É nessas vinhetas autocontidas
que reside o maior dos problemas da série. A maioria deles dura episódios
inteiros, alguns mais de um, mas bastam alguns minutos para que entendamos o
que esses cenários estão revelando sobre aquelas pessoas. Por mais que essas
metáforas sobre a psique de seus personagens sejam bem sacadas, a sensação,
como é comum em séries da Netflix, é que eles estão ali só para estender o
número de episódios e que a trama em si comportaria uma minutagem bem menor.
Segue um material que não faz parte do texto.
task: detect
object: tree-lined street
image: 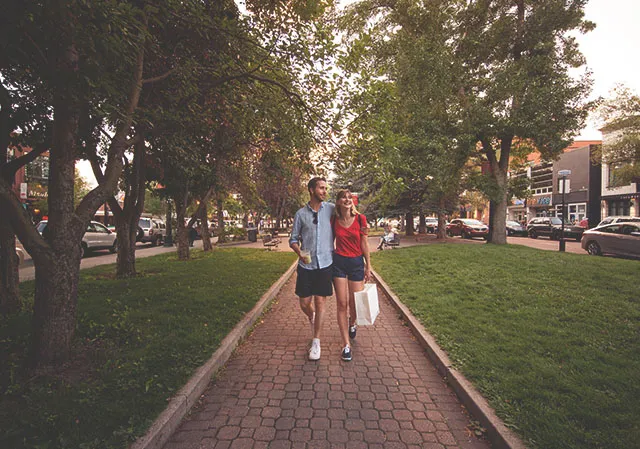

Outro problema é que a maioria
dessas vinhetas não é tão estranha, esquisita ou excêntrica quanto a série
pensa que elas são. A maioria delas transcorre como exemplares típicos, ainda
que com um viés um pouco satírico, dos gêneros que referenciam, faltando a
maluquice e bizarrice que se esperaria de um produto tão pouco convencional. Só
mesmo nos últimos episódios, quando as realidades começam a se fundir e
interferir uma na outra é que a série embarca totalmente no absurdo criativo
que sua premissa pode proporcionar e quando isso acontece é uma delícia de
assistir.
Algumas subtramas, em especial a
que envolve o Dr. Mantleray (Justin Theroux) e sua relação mal resolvida com a
mãe (Sally Field) e a colega de trabalho, a Dra. Fujita (Sonoya Mizuno), também
soam como desvios que se distanciam demais do conflito principal de Annie e
Owen. Por outro lado, Theroux e Field são tão comprometidos com o exagero
neurótico de seus personagens que é difícil não se deixar envolver por eles.
Jonah Hill entrega uma
performance mais discreta que de costume, uma decisão consciente que visa fazer
de Owen um sujeito introspectivo, que passa mais tempo dentro da própria cabeça
do que no mundo exterior. Emma Stone, por sua vez, traz uma dor bem palpável a
Annie, uma mulher que não conseguiu superar a perda da irmã, Ellie (Julia
Garner, da série Ozark), e se sente
culpada pela morte dela.
É a Annie a quem pertence o
centro emocional da trama em sua busca por confrontar o que a prende tanto à
morte de Ellie, construindo um momento verdadeiramente poderoso quando, no
penúltimo episódio, ela finalmente entende e aceita as razões por viver presa a
esse trauma. A resolução de Owen, por outro lado, soa gratuita e pouco merecida
já que a cena do cubo mágico nunca convence como um momento de epifania
consistente na qual ele finalmente entende que sua família nunca lhe dará o
respeito que espera. A trama ainda acerta ao ir por um caminho óbvio de
construir um romance entre os dois protagonistas, lembrando que uma conexão
entre duas pessoas não se resume somente ao amor romântico.
Maniac é como uma longa sessão de terapia: às vezes você se
pergunta o que está fazendo ali e às vezes você enrola para não precisar mover
as questões adiante, mas o resultado final acaba sendo emocionalmente
satisfatório apesar das irregularidades.